Sunday, March 27, 2011

MARCH 27, 2011 -- LATER

We're going to have to call in CSI Eastern Shore.  This case gets curiouser and curiouser.

Late this afternoon, both ospreys returned. They were in a fine mood, and we were very relieved. They seemed not at all surprised or dismayed at the presence of a dead bird in their nest.

The dangling bones appear to have come from the wings of a very large bird.  One remaining dark feather turns in the breeze.

So we wonder:  Ospreys are notoriously territorial, and as far as we know, they respect each others' boundaries.  We don't think they killed another osprey.  They might have killed a great blue heron.  Herons, for all their fierce appearance, are shy birds.  They don't socialize, especially with ospreys.  There is -- or was -- at least one heron in Anchorage Cove.

We estimate the time of death to be between 9 p.m. Saturday and 8 a.m. Sunday. We were here the whole time and we surely would have heard any ruckus. The hulking bird we saw this morning must have been one of the ospreys, its feathers puffed for warmth in the cold air.  The corpse was not in the nest yesterday evening.  By this morning it had appeared.

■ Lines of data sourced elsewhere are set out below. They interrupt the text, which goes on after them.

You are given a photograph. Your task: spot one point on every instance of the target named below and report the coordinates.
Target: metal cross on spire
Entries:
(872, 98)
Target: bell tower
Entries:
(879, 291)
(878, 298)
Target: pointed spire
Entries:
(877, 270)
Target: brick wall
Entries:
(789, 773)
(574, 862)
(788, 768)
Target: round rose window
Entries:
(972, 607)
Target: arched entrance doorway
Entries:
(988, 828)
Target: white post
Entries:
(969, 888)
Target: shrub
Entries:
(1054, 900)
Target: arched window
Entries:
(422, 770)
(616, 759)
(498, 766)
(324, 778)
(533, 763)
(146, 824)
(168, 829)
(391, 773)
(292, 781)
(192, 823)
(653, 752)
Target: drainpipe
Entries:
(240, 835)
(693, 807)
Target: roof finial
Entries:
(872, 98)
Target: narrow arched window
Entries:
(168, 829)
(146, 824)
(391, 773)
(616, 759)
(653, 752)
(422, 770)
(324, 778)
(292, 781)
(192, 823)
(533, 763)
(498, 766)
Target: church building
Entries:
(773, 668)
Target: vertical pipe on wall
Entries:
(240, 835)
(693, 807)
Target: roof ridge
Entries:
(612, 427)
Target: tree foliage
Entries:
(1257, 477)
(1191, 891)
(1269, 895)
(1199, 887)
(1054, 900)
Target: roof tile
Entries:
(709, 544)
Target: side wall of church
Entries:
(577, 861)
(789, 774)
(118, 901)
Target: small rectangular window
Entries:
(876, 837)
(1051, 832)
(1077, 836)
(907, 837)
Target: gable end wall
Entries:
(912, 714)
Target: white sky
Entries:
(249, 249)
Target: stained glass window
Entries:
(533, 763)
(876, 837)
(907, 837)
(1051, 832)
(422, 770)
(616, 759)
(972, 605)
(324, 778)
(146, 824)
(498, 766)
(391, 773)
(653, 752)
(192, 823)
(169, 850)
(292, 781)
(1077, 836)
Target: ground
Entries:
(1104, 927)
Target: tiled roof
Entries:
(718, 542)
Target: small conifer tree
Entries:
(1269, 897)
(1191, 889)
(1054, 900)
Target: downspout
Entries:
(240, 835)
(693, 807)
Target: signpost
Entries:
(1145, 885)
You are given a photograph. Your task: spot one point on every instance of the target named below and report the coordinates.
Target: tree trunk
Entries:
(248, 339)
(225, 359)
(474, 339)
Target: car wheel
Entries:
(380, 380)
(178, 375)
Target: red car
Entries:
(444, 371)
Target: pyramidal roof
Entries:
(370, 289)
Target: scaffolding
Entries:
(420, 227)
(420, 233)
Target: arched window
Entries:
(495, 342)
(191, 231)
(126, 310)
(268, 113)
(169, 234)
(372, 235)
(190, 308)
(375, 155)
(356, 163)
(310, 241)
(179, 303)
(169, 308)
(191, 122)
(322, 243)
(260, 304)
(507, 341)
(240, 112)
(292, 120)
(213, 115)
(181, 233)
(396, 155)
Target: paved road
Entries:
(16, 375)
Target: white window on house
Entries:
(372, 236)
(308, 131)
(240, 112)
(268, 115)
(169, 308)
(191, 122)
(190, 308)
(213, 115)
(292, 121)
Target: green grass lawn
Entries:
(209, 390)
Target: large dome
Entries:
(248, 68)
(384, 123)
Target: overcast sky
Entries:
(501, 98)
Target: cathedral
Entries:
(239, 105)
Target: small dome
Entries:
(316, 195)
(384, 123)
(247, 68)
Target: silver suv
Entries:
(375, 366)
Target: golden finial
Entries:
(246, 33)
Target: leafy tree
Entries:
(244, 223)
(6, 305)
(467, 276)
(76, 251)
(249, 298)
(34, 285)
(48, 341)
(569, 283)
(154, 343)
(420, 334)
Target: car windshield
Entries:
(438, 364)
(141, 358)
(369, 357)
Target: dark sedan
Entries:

And -- How did that bird get into the ospreys' nest?  It was too big for the ospreys to have carried. A heron did sit on the nest last fall to look for fish, but that was long after the ospreys had flown south. Since ospreys eat only fresh fish, what reduced the bird, whatever it was, to a carcass?

(I was worried I wasn't going to have anything new to write about this year!)